Doctors use a combination of blood tests and imaging to help distinguish the two. A scoring system called the LRINEC score uses six blood markers, including white blood cell count, kidney function, and markers of inflammation, to stratify risk. A score of 6 or higher has a 92% positive predictive value for necrotizing fasciitis, meaning the vast majority of patients who score that high do have the disease. However, the definitive diagnosis requires a surgeon to directly examine the fascia during an operation. If the tissue is gray, non-bleeding, and separates easily along the fascial plane, the diagnosis is confirmed.
Who Is Most at Risk
Anyone can develop necrotizing fasciitis, but certain conditions significantly raise the risk. Diabetes is the single most common underlying factor, because elevated blood sugar impairs the immune system and damages small blood vessels, creating tissue that is both vulnerable to infection and slow to heal. Other risk factors include obesity, kidney disease, liver disease, peripheral vascular disease, and conditions or medications that suppress the immune system. Heavy alcohol use and intravenous drug use also increase susceptibility. People who have recently had surgery or a penetrating injury are at higher risk simply because they have an open pathway for bacteria to reach deeper tissue.
That said, Type II necrotizing fasciitis caused by group A Strep can occur in young, otherwise healthy people with no risk factors beyond a minor wound. This is part of what makes the condition so frightening.
How It Is Treated
Surgery is the primary treatment and must happen as quickly as possible. The surgeon removes all dead and infected tissue, often making incisions that extend well beyond the area that appears affected on the surface. The wounds are left open and re-inspected within 24 hours to confirm that all the necrotic tissue was removed. Many patients require multiple return trips to the operating room for additional rounds of tissue removal over the following days.

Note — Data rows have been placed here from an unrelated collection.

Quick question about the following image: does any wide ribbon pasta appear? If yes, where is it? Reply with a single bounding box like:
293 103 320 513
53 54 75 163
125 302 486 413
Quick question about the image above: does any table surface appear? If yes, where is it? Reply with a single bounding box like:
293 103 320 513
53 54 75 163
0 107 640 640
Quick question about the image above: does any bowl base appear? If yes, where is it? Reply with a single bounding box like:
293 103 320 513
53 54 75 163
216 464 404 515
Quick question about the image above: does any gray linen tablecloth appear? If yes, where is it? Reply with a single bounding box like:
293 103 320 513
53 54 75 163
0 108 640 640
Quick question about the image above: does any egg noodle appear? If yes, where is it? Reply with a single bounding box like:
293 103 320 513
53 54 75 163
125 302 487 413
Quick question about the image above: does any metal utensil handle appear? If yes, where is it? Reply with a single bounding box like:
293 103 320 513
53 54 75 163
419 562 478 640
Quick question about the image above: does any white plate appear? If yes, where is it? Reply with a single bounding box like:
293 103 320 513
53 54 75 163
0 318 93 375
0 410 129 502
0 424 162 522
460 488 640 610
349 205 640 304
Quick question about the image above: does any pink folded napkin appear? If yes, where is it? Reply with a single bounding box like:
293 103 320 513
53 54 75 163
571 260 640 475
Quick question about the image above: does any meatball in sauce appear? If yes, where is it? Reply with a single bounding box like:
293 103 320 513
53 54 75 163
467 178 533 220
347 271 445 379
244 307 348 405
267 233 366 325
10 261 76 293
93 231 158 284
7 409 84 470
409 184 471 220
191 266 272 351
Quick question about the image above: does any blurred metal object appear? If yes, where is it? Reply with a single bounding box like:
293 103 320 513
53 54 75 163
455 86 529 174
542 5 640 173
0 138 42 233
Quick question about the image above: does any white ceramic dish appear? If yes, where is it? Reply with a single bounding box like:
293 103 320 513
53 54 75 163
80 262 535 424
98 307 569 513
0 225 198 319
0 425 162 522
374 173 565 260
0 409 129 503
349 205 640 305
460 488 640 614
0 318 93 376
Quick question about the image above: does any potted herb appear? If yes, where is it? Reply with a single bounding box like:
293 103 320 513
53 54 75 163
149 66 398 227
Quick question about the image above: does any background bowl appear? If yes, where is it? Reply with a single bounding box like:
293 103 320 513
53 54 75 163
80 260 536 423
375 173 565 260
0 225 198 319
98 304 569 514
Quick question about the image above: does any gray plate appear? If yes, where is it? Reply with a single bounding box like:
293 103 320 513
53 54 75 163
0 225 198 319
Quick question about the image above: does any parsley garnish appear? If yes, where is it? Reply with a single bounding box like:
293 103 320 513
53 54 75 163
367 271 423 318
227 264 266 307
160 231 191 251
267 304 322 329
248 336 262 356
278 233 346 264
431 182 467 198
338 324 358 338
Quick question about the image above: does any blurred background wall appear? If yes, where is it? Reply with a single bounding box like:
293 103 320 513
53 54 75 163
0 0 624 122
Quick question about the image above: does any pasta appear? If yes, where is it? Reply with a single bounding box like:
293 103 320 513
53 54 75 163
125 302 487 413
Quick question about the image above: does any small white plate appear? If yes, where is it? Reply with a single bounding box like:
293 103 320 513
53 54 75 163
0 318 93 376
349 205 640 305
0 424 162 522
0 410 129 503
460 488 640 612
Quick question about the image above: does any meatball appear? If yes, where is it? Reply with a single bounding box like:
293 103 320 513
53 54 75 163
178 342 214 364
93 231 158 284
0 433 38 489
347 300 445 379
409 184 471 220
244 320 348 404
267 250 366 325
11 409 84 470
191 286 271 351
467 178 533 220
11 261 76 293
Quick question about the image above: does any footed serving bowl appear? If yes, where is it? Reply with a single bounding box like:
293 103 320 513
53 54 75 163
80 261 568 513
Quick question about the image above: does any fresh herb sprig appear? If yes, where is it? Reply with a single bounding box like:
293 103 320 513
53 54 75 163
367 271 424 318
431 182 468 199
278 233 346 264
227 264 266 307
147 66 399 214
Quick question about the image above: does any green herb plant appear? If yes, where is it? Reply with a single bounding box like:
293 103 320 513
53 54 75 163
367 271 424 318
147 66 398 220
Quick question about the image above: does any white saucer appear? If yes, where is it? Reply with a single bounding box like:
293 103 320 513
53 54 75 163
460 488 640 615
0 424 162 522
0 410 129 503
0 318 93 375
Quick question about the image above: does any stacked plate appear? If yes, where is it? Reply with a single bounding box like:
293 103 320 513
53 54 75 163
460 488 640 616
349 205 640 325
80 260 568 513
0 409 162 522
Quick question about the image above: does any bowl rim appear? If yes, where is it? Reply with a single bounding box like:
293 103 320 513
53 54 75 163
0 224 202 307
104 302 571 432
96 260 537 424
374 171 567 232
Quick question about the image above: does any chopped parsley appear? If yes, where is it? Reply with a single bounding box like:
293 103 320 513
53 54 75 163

Alongside surgery, patients receive high-dose intravenous antibiotics. The initial regimen is broad-spectrum, meaning it targets many different types of bacteria at once, since doctors often don’t yet know which specific organism is responsible. Once lab results identify the culprit, the antibiotics are narrowed. For group A Strep infections, treatment typically includes a combination that both kills the bacteria and blocks the toxins they produce.
Recovery depends on how much tissue was destroyed and how quickly treatment began. Some patients need skin grafts or reconstructive surgery after the infection is cleared. In severe cases involving limbs, amputation may be necessary to save the patient’s life. Intensive care is common, and hospital stays can stretch for weeks.
Why Timing Matters
Between 2003 and 2020, nearly 20,000 people in the United States died from necrotizing fasciitis, and the annual death toll more than doubled during that period, rising from 824 deaths in 2003 to 1,842 in 2020. While the reasons for this increase are still being studied, what’s clear from the data is that delayed treatment dramatically worsens outcomes. In a large study of over 1,500 patients, those who received early surgical intervention had significantly better survival rates than those whose diagnosis was delayed.
The difficulty is that early necrotizing fasciitis mimics common, benign conditions. Pain that seems disproportionate to a wound’s appearance, skin redness that expands noticeably over hours rather than days, and feeling severely ill alongside what looks like a minor skin infection are the combination of signals that should prompt urgent medical evaluation.